In fact, documents filed in the case reveal that, as far back as 2014, state officials raised concerns about the AnC Bio project, as well as others headed by Stenger and his then-business partner, Ariel Quiros, Jay Peak’s former owner.
But after a review, the state still agreed to allow the projects to move forward and Stenger and Quiros to solicit funds from EB-5 foreign investors for the biomedical research facility project, known as AnC Bio Vermont.
Of particular interest to Stenger’s defense lawyer are documents related to an outside review that took place to investigate financial improprieties associated with the EB-5 projects led by Stenger and Quiros.
That review was conducted by the law firm Locke Lord, hired by the state, and has remained secret, though information from it had been included in emails provided to Stenger’s defense team from state officials seeking information about the EB-5 projects at that time.

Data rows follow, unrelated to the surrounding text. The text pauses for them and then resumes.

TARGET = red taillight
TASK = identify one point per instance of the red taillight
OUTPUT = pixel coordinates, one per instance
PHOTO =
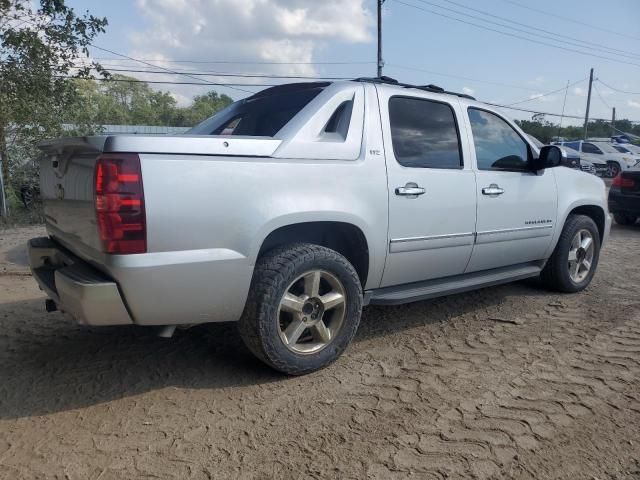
(119, 204)
(622, 182)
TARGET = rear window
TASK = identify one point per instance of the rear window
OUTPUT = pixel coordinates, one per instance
(424, 133)
(263, 114)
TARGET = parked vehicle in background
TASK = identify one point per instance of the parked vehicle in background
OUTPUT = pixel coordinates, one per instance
(600, 166)
(628, 149)
(588, 167)
(572, 159)
(323, 198)
(616, 161)
(624, 197)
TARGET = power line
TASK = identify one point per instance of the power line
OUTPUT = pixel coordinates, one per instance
(152, 65)
(232, 62)
(514, 35)
(225, 74)
(569, 19)
(600, 96)
(163, 68)
(550, 113)
(587, 44)
(548, 93)
(617, 89)
(166, 82)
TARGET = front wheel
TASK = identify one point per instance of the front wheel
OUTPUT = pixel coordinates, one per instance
(575, 258)
(303, 309)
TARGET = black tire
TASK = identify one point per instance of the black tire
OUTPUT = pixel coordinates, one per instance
(555, 274)
(624, 218)
(259, 325)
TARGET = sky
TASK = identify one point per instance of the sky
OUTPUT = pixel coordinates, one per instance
(454, 44)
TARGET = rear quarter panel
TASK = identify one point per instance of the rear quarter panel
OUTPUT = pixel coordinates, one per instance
(207, 218)
(576, 189)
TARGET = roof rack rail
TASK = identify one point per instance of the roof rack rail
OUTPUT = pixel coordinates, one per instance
(427, 88)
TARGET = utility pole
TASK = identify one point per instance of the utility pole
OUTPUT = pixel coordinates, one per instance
(4, 209)
(564, 103)
(380, 61)
(586, 116)
(613, 122)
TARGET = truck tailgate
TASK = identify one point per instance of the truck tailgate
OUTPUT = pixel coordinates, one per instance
(67, 190)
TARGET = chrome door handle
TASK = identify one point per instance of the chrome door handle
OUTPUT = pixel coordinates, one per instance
(492, 190)
(410, 190)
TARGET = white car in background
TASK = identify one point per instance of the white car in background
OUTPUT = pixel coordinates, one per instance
(616, 161)
(628, 148)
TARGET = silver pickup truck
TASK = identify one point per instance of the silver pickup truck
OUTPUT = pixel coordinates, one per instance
(292, 209)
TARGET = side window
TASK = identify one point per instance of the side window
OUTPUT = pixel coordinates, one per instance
(338, 124)
(591, 148)
(424, 133)
(498, 145)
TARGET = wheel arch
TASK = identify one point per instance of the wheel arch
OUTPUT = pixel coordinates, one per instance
(345, 238)
(595, 212)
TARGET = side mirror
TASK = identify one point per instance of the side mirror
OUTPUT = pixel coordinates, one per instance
(550, 156)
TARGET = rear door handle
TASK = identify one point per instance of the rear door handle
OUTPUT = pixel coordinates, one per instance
(410, 190)
(492, 190)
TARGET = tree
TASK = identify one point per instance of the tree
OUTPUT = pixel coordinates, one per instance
(40, 44)
(203, 107)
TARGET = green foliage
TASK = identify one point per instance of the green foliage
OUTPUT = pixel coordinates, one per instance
(203, 107)
(545, 131)
(40, 42)
(133, 103)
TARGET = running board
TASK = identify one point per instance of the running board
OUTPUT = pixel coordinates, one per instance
(414, 292)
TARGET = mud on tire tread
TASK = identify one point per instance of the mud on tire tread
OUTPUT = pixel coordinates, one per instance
(555, 274)
(273, 273)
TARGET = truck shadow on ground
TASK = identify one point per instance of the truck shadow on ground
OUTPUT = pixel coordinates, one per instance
(18, 255)
(49, 364)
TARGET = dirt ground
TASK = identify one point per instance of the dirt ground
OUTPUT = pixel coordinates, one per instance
(506, 382)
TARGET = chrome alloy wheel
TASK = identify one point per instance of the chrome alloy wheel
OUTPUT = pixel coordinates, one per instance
(581, 256)
(311, 312)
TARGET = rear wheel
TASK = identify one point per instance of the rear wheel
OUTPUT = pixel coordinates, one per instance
(303, 309)
(575, 258)
(624, 218)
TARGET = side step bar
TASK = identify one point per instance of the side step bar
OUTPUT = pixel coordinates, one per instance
(414, 292)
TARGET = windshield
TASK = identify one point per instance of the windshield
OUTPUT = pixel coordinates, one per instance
(261, 115)
(570, 151)
(535, 141)
(605, 147)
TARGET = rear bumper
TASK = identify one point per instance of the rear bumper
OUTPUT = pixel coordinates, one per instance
(77, 288)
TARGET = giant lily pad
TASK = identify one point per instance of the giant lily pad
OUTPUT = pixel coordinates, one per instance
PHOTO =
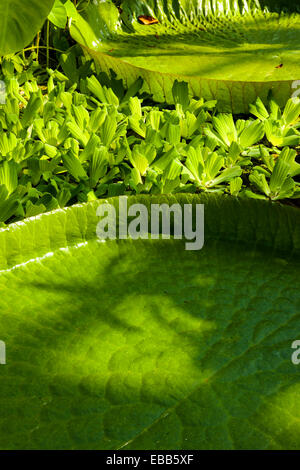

At the hearing Thursday, Assistant Attorney General David Groff, representing the state, told the judge there was never a final report from Locke Lord and that information about the review has previously been provided.
“That document was produced,” Groff said. “I’m not aware of any final version of that.”
Crawford said, as a result, the issue of the subpoena was moot.
“I think the cat is out of the bag,” Crawford said. “I think the report got out, regardless of privilege or the subpoena process, just through discovery.”
McArthur agreed, adding that prior to the hearing he wasn’t aware that there was no final report prepared by the law firm.
“As long as we can rest assured knowing there’s no kind of final report floating out there,” he said, “we’re fine moving on.”
Stenger, Quiros, and William Kelly, an adviser to Quiros, were all indicted in May 2019 for their alleged participation in AnC Bio Vermont, which federal regulators said was “nearly a complete fraud.”
The developers raised $250 million through the federal EB-5 visa program for massive upgrades at the Jay Peak Resort.
The alleged “Ponzi-like” scheme began to unravel with the undertaking of the collapsed AnC Bio project that raised more than $80 million from more than 160 foreign investors seeking green cards through the EB-5 investment program. Despite the money raised, the developers had little to show for it.
Quiros and Kelly have since reached plea deals with prosecutors and are awaiting sentencing. Stenger stands trial in the fall.
McArthur said, after the hearing Thursday, that while the document issue has been resolved, there are still unanswered questions.
“What will be left is we call witnesses at trial that are or were state employees at the time and ask them questions, they may invoke some kind of privilege,” he said. “We want to work that issue out in advance.”
That issue was put off at Thursday’s hearing.